In a statement to the ASX (Australian Securities Exchange), Bega Cheese said that it was pleased with the decision, which ruled that Kraft Heinz’s use of similar-looking packaging is misleading or deceptive under Australian law.
“We look forward to continuing to produce and supply our customers with our much-loved peanut butter products,” the statement further said. However, the matter’s not over yet, with the court having to determine further orders and damages at a later date. Even so, the whole affair took almost 18 months to resolve. How did this peanut butter battle begin, in the first place?
Origins of the Legal Battle
Back in 2012, Australia’s Kraft peanut butter was owned by the U.S. food company Kraft. When the company split in two, it transferred its Australian operations to a new firm called Mondelez International.
In 2017, Australian-owned Bega bought most of Mondelez International’s Australia and New Zealand grocery and cheese business. The acquisition cost the Australian brand $460 million and consisted of ownership of Kraft-branded products, such as cheeses, mayonnaise, Vegemite and, yes, peanut butter. This included recipes and trade dress (an important identifier of a product, operating like a trademark).
Since the Kraft name wasn’t part of the acquisition, Bega Cheese simply replaced it with their own on the distinctive yellow jars. They also ran ads where they stated that “Kraft peanut butter is now Bega peanut butter” and “Never oily, never dry, with the same taste you’ve always loved and now is Aussie owned by Bega.”
This didn’t sit right with Kraft – now Kraft Heinz – who wanted to return to the Australian market and use their famous yellow jars exclusively. In 2017, they took Bega Cheese to court on trademark infringement allegations, first in New York then in Australia, arguing that the peanut butter trade dress wasn’t part of the acquisition.
Kraft alleged that Bega’s usage of the unique yellow jars was a “deliberate effort to trade off the goodwill of the Kraft brand, cause consumer confusion and irreparably harm the value of Kraft’s intellectual property”. They demanded that Bega drop the famous packaging – but Bega maintained that it now owns the brand’s intellectual property. They filed a crossclaim against Kraft over their re-entry into the peanut butter market.
While the cases were going on, Kraft cooked up a brand-new peanut butter formulation and, in 2018, began selling it in almost identical yellow-labelled jars.
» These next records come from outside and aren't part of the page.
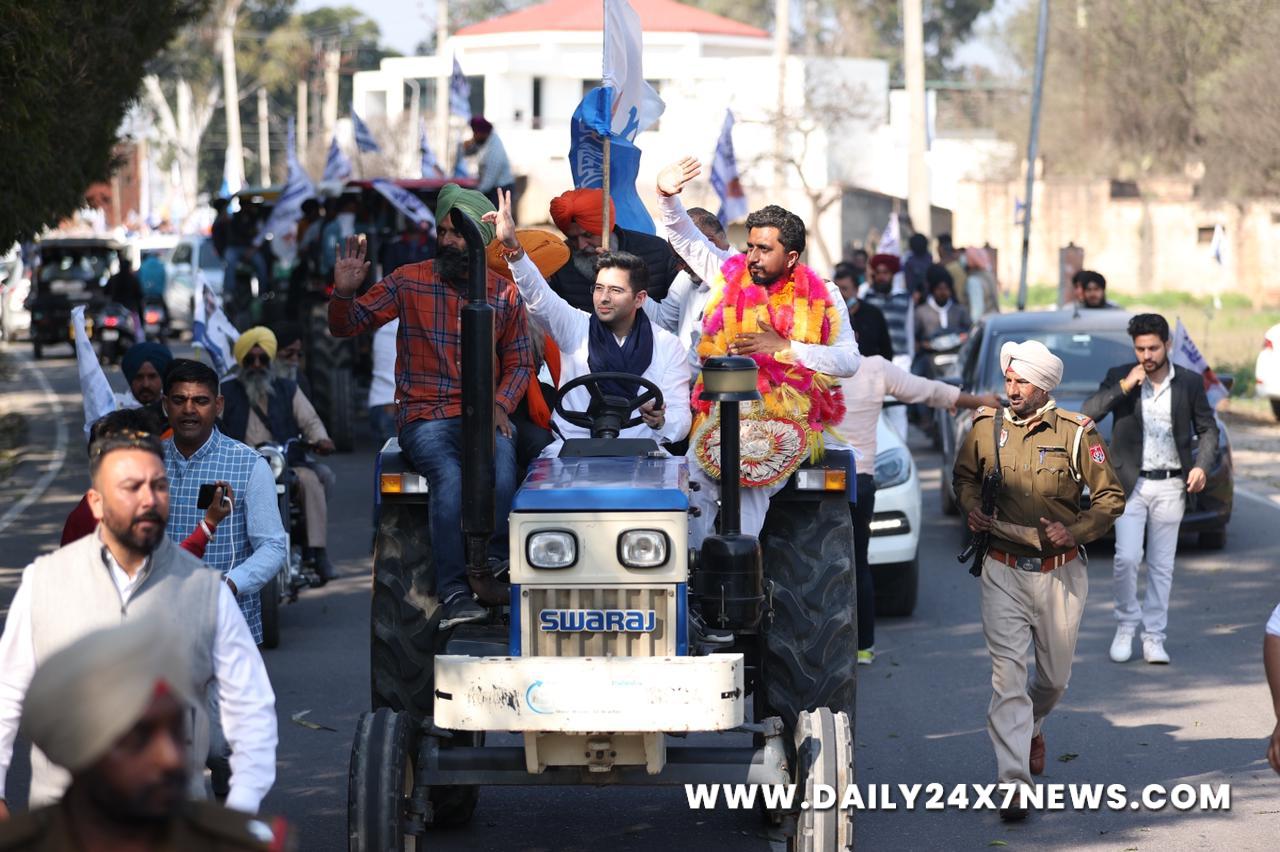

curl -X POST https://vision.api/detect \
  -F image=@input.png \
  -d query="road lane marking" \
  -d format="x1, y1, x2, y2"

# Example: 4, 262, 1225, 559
0, 359, 67, 535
At the same time, Bega simply continued producing the original Kraft “never oily, never dry” recipe under the name Bega peanut butter.
Before the decision was made, both brands had the same look. Now, though, Kraft Heinz will have to redesign their peanut butter jars, since the court ruled that Bega Cheese acquired “all rights” to the peanut butter trade dress when it acquired Mondelez International. They had bought the trade dress fairly and squarely.
As a result, Bega Cheese is now exclusively entitled to the rights of “a jar with a yellow lid and a yellow label with a blue or red peanut device, with the jar having a brown appearance when filled.” Meanwhile, Kraft Heinz is “disappointed” and “considering its options.”